If $z \equiv x$ then \begin{aligned}
M[x := N][y := L] &=\\\\
(x[x := N])[y := L] &=\\\\
N[y := L]
\end{aligned} and \begin{aligned}
M[y := L][x := N[y := L]] &=\\\\
(x[y := L])[x := N[y := L]] &=\\\\
x[x := N[y := L]] &=\\\\
N[y := L]
\end{aligned}if $z \equiv y$ then \begin{aligned}
M[x := N][y := L] &=\\\\
(y[x := N])[y := L] &=\\\\
y[y := L] &=\\\\
L
\end{aligned} and \begin{aligned}
M[y := L][x := N[y := L]] &=&\\\\
(y[y := L])[x := N[y := L]] &=& \\\\
L[x := N[y := L]] &=& \\\\
L &&\text{(since, per the Lemma, $x \not\in FV(L)$}
\end{aligned}if $z \not\equiv x$ and $z \not\equiv y$ then trivially, both
sides of the equation substitute to $z$.$M \equiv (\lambda y . P)$ for some $P \in \Lambda$ In this case
\begin{aligned}
M[x := N][y := L] &=&\\\\
(\lambda y . P)[x := N][y := L] &=&\\\\
(\lambda u . P^{y \to u} [x := N])[y := L] &=&\\\\
(\lambda u . P^{y \to u} [x := N][y := L]) &,& u \not\in FV(N) \cup FV(L)
\end{aligned} and similarly \begin{aligned}
M[y := L][x := N[y := L]] &=&\\\\
(\lambda y . P)[y := L][x := N[y := L]] &=&\\\\
(\lambda u . P^{y \to u} [y := L][x := N[y := L]]) &,& u \not\in FV(N) \cup FV(L)
\end{aligned}Therefore, if
$$P^{y \to u} [x := N][y := L] \equiv P^{y \to u} [y := L][x := N[y := L]]$$
then
$$(\lambda y . P)[x := N][y := L] \equiv (\lambda y . P) [y := L][x := N[y := L]]$$$M \equiv P Q$ for some $P, Q \in \Lambda$ In this case
$$M[x := N][y := L] = (P[x := N][y := L])(Q[x := N][y := L])$$ and
$$\begin{gathered}
M[y := L][x := N[y := L]] =\\\\ (P[y := L][x := N[y := L]])(Q[y := L][x := N[y := L]])

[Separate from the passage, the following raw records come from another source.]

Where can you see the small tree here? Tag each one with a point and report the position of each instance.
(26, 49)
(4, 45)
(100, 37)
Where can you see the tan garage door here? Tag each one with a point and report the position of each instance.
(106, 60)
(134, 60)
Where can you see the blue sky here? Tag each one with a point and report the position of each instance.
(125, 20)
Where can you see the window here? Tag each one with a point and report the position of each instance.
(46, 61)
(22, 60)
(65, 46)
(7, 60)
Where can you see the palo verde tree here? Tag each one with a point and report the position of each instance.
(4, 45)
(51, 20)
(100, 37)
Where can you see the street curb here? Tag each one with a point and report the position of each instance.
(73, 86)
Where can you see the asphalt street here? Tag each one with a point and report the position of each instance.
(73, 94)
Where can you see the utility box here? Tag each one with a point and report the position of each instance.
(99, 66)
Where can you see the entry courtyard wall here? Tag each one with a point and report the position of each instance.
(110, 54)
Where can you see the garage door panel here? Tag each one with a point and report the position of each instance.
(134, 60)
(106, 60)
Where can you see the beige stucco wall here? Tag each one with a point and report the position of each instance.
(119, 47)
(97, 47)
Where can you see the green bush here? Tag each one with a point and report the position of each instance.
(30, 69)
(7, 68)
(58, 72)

\end{gathered}$$Therefore if $$P[x := N][y := L] = P[y := L][x := N[y := L]]$$ and
$$Q[x := N][y := L] = Q[y := L][x := N[y := L]]$$ then
$$PQ[x := N][y := L] = PQ[y := L][x := N[y := L]]$$Using case $1$ as the base case, we've proved the lemma by induction
using $2$ and $3$
Something doesn't feel right about this. I feel as though I didn't link the first case with the second two cases strongly enough to be able to invoke induction, or did I? I would also appreciate any advice on how to make the proof better.
Best Answer
Your proof is fine. Maybe it's a little too verbose, but it's just a matter of style, not of correctness.
The point is that the proof is by structural induction on the term $M$ (in general, this is written at the beginning of the proof, not at the end).

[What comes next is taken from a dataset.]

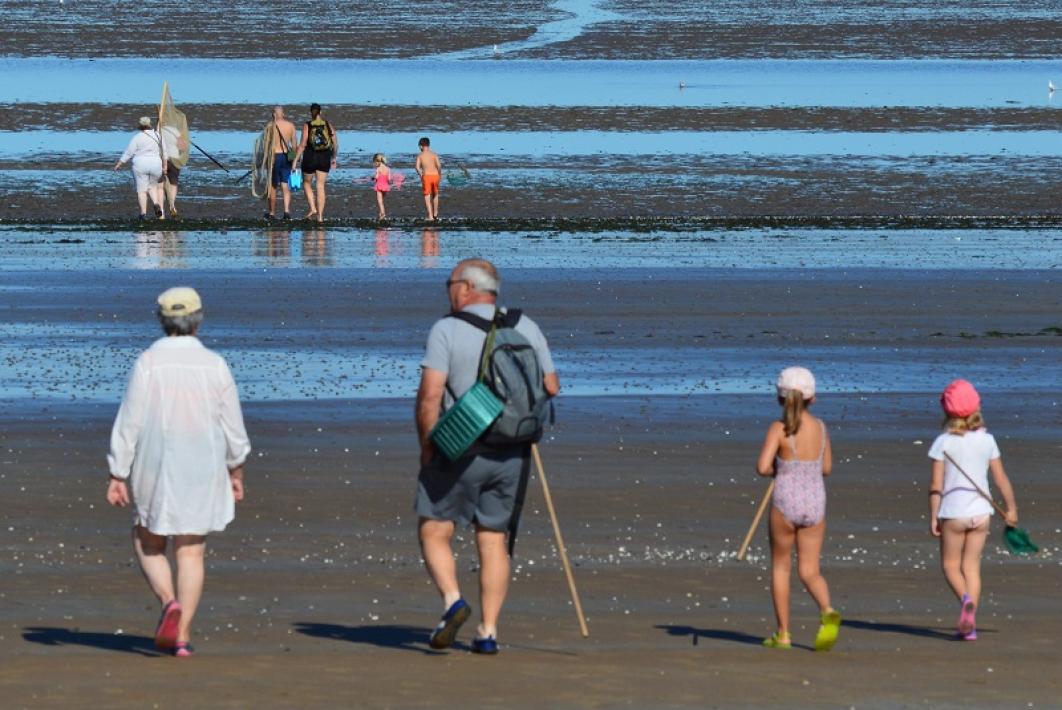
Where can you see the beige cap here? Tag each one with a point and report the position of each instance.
(795, 378)
(181, 300)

The base case is when $M$ is a variable, and for the base case you don't need the induction hypothesis, as usual.
In the application ($M \equiv PQ$) and abstraction ($M \equiv \lambda x.P$) cases, you need the induction hypothesis (that is, $P [x := N] [y := L] = P[y := L][x := N[y := L]]$ and, for the application case, $Q [x := N] [y := L] = Q[y := L][x := N[y := L]]$ too) to conclude.
The link between the variable case and the abstraction or application case is implicit (as usual in a proof by structural induction), you don't have to write anything else. Where is this implicit link? Think of the "simplest" application. It is an application of the form $M \equiv z_1z_2$ (possibly $z_1 \equiv z_2$). So, according to your (correct) proof, in the application case the induction hypothesis says that $z_1 [x := N] [y := L] = z_1[y := L][x := N[y := L]]$ and $z_2 [x := N] [y := L] = z_2 [y := L][x := N[y := L]]$. We know from the base case that actually the induction hypothesis is true, hence you know that $(z_1z_2) [x := N] [y := L] = (z_1z_2)[y := L][x := N[y := L]]$ is true, and now you can go on with more complex terms (an analogous argument holds for the "simplest" abstraction, $M = \lambda z_1.z_2$).